UPDATE: AWS changed its P3 instance and the pricing. The figures quoted here were from March 2018, when the cluster was built. For an updated analysis, and some new insight, please see the latest post on this topic.
I’ve been working on a system for detecting lung cancer from CT scans for 3 years. Last fall I submitted a manuscript to a premier medical informatics journal detailing this research. In the second round of revisions a reviewer questioned the size of my test dataset. I was conducting 9-fold cross-validation on a 10 bin dataset, using the 10th bin as test. In order to appease the reviewer, I choose to conduct the 9-fold cross-validation 10 times so I could use the entire dataset as test data. However, for each cross-validation bin I had to train 2 separate models, one of which contained over 100 million parameters. So, this project was going to be very computationally expensive.
I have 2 workstations (w/ 4 1070s, 3 1080Tis and a P100) at the university that I initially began using for this, but they weren’t going to cut it alone. In order to do this and meet the deadline for the revise-and-resubmit we were going to need a lot more compute. Doing this on AWS or other IaaS services would have been very expensive. Ultimately, I determined the most efficient option was to build my own cluster at home.
The home cluster cost ~$11,000 to build while equivalent compute on AWS is ~$15,000 per month.

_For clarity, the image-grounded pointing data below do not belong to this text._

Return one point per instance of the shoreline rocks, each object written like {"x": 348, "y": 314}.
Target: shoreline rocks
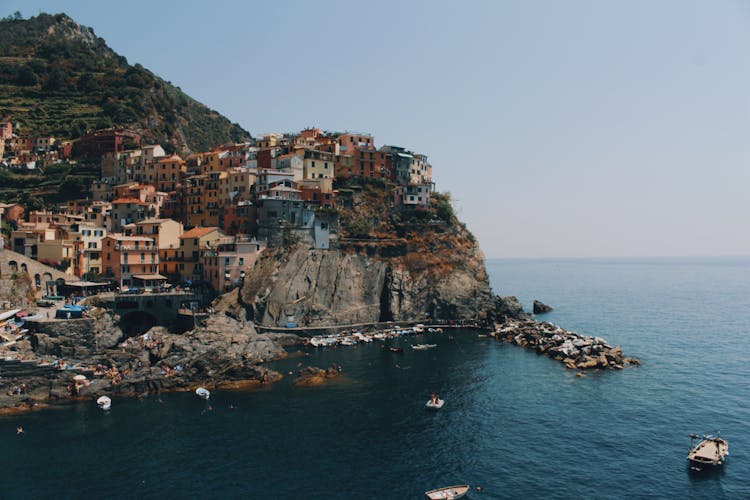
{"x": 576, "y": 352}
{"x": 221, "y": 353}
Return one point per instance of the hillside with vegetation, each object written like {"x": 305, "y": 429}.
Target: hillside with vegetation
{"x": 58, "y": 78}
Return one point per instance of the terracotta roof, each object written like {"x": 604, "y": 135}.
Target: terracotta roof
{"x": 197, "y": 232}
{"x": 170, "y": 158}
{"x": 129, "y": 200}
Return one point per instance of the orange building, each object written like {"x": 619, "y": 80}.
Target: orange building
{"x": 131, "y": 260}
{"x": 169, "y": 171}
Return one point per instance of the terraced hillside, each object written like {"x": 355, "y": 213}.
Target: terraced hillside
{"x": 59, "y": 78}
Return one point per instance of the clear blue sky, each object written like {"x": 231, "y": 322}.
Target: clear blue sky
{"x": 561, "y": 128}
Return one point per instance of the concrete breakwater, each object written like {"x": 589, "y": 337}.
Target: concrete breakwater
{"x": 576, "y": 352}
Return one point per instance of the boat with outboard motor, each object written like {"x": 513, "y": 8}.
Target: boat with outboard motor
{"x": 104, "y": 403}
{"x": 711, "y": 451}
{"x": 448, "y": 492}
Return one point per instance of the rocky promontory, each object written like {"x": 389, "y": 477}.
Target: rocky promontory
{"x": 71, "y": 359}
{"x": 573, "y": 350}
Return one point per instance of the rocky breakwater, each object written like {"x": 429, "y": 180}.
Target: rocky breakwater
{"x": 576, "y": 352}
{"x": 311, "y": 376}
{"x": 221, "y": 353}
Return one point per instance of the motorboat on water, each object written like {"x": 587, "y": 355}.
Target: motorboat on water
{"x": 448, "y": 492}
{"x": 711, "y": 451}
{"x": 104, "y": 402}
{"x": 435, "y": 404}
{"x": 423, "y": 347}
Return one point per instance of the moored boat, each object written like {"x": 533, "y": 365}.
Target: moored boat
{"x": 423, "y": 347}
{"x": 448, "y": 492}
{"x": 435, "y": 405}
{"x": 104, "y": 403}
{"x": 709, "y": 452}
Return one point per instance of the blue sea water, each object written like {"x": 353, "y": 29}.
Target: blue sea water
{"x": 517, "y": 424}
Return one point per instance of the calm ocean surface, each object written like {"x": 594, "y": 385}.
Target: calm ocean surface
{"x": 517, "y": 424}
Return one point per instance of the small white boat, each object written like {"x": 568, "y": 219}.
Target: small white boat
{"x": 435, "y": 405}
{"x": 423, "y": 347}
{"x": 448, "y": 492}
{"x": 709, "y": 452}
{"x": 104, "y": 403}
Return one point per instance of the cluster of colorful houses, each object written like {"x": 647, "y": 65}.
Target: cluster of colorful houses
{"x": 154, "y": 216}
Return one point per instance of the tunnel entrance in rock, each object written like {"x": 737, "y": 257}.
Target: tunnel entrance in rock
{"x": 137, "y": 323}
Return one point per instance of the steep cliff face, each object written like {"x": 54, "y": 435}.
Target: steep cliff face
{"x": 358, "y": 284}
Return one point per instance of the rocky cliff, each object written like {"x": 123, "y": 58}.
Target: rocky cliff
{"x": 441, "y": 276}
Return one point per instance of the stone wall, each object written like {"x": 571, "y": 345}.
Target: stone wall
{"x": 18, "y": 292}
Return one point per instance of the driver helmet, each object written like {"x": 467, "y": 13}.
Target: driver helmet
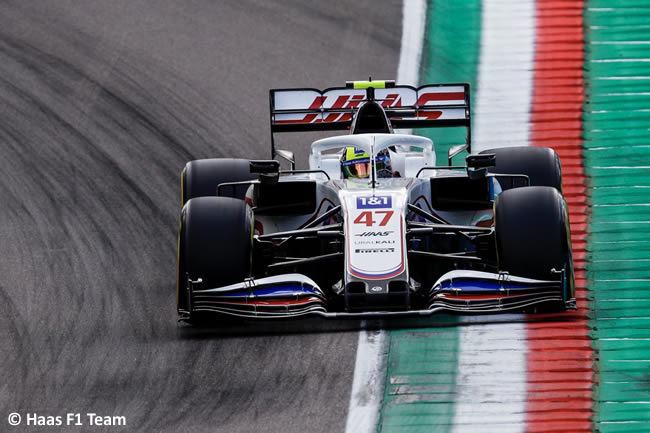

The resulting cluster is shown above. It’s not pretty, but it gets the job done. In order to complete the study, I used this cluster for a total of ~1,000 hours. Based on this estimate we can do a rough calculation of the cost for equivalent computational capacity on AWS. The AWS P3 instances are $3.06 per hour. My experience comparing P100s and 1080Tis is the exact same as this benchmark, so I will estimate that each 1080Ti is equivalent to 90% of a P3 instance’s compute. This leads us to approximate each hour of 1080Ti use in my home cluster at roughly $2.75 /hr. Using 8 of these GPUs for 1,000 hours each at $2.75 /hr gives us a total of approximately $22,000. So, I saved roughly $11,000 on the revision alone by building my own cluster. And now I have the equivalent of roughly $15,000 per month of AWS compute in my home.
There certainly are downsides to this alternative. Prominently, one must be proficient at linux scripting in order to run a large number of jobs in parallel using an unmanaged network switch. Then, of course, there is the fact that these clusters are running on minimal hardware*:
- Intel Core-i5 6th gen 3.0Ghz processor
- 2TB RAID-10 primary disk
- 32GB DDR4 RAM
I ran into a trouble trying to load the training data into memory. This was simply not possible when training 3 separate models on each machine. There was even a little performance degradation once I had switched to loading training data from a directory, but it was just something that had to be dealt with.
For the purposes of my project, i.e. the revision, the minimalist cluster was more than satisfactory. However, the project was rather limited. The data directories were relatively small (compared to something like ImageNet) and it only consisted of straightforward supervised learning.
This summer I’m working on some DeepRL projects, and may work on some unsupervised tasks, too. I’ll try to update this or make a new post regarding the minimalist cluster’s performance on these other applications.
*All of the hardware was the cheapest possible option with the exception on the power supplies, which were all EVGA bronze or silver certification. All of the GPUs were purchased from eBay due to retailers being out of stock. Had the GPUs been purchased at their list price the entire cluster would have cost less than $9,000.